The monthly sales target for an employee selling electronics or mobile phones in bustling Mong Kok has hit HK$1 million, Cheung says, much higher than in quiet residential areas. They might receive three per cent of sales as a commission, but even that has a sting in the tale.

"The biggest problem about the retail sector is a low basic salary," she said. "People work very hard to earn commission by meeting targets. But once they manage to do so, bosses again raise the target. It is frustrating."

Government figures show that visitor arrivals rose from 29.6 million in 2009 to 54.3 million last year, boosted by big-spending mainlanders often coming to shop. Retail and catering workers saw wages rise by more than the rest of the workforce during those four years, although salaries in the sector still lag behind the average.

While the median wage for all workers rose by 23 per cent in those four years to HK$14,100 per month, catering staff saw their pay increase 32 per cent, travel agency workers earned 29 per cent more and store staff saw wages rise by 27 per cent. But median wages for all three sectors remained between HK$10,000 and HK$12,000.

Wong Pit-man, head of the Eating Establishment Employees General Union, said tourism and weddings had been the biggest drivers of growth in the catering sector in recent years.

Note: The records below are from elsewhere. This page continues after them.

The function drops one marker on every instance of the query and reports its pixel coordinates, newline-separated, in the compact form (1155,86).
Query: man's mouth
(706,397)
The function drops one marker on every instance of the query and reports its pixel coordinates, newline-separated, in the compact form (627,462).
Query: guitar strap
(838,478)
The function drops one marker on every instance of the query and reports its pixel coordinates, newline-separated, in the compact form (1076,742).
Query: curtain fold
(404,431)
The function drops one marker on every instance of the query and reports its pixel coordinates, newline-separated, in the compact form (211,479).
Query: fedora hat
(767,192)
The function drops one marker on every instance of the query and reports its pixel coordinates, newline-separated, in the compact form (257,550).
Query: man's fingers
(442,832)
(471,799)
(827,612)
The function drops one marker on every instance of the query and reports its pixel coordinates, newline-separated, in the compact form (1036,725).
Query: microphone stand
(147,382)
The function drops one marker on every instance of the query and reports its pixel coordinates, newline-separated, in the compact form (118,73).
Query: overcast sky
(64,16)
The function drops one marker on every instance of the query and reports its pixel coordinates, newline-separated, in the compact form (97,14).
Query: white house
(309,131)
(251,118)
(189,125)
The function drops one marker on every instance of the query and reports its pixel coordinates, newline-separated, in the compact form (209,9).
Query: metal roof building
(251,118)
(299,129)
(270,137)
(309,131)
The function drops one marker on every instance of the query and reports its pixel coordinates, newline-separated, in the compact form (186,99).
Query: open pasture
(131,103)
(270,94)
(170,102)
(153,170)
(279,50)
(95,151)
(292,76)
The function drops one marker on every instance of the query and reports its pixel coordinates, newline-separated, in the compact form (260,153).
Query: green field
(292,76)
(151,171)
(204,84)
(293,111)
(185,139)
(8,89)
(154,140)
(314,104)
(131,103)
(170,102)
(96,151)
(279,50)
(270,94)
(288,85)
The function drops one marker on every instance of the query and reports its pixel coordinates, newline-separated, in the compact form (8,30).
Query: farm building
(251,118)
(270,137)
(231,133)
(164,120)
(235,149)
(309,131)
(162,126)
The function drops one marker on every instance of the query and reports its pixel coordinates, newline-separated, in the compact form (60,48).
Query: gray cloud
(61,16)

"In busy districts, up to 70 per cent of clients are individual travellers from the mainland," he said. While workers in tourist hubs like Yau Tsim Mong and Causeway Bay could earn HK$1,000 to HK$2,000 more than those elsewhere, they would also work later, perhaps for 10 to 13 hours a day.

And another factor may have had just as much of an effect on pay in the three sectors: the minimum wage introduced in 2011. For example, security guards saw wages grow 45 per cent in the same four-year period despite having few obvious connections to the tourist industry.

"It seems to me that the minimum wage has played a role here," said Dr Leung Tin-cheuk, an assistant professor of economics at Chinese University.

Leung said increasing the supply of land for commerce was crucial to spreading the benefits. Unless more space could be found for shops, rents would skyrocket but there would be little competition to hire staff and no need to pay them more.

A government report earlier this year found that tourism contributed 4.5 per cent of the city's gross domestic product and offered over 230,000 jobs, including about 40 per cent of retail jobs.

Although the report concluded that Hong Kong could cope with a further increase to an estimated 70 million visitors in 2017, citizens were not convinced.

This month, Chief Executive Leung Chun-ying said his administration was studying ways to "regulate" tourist numbers.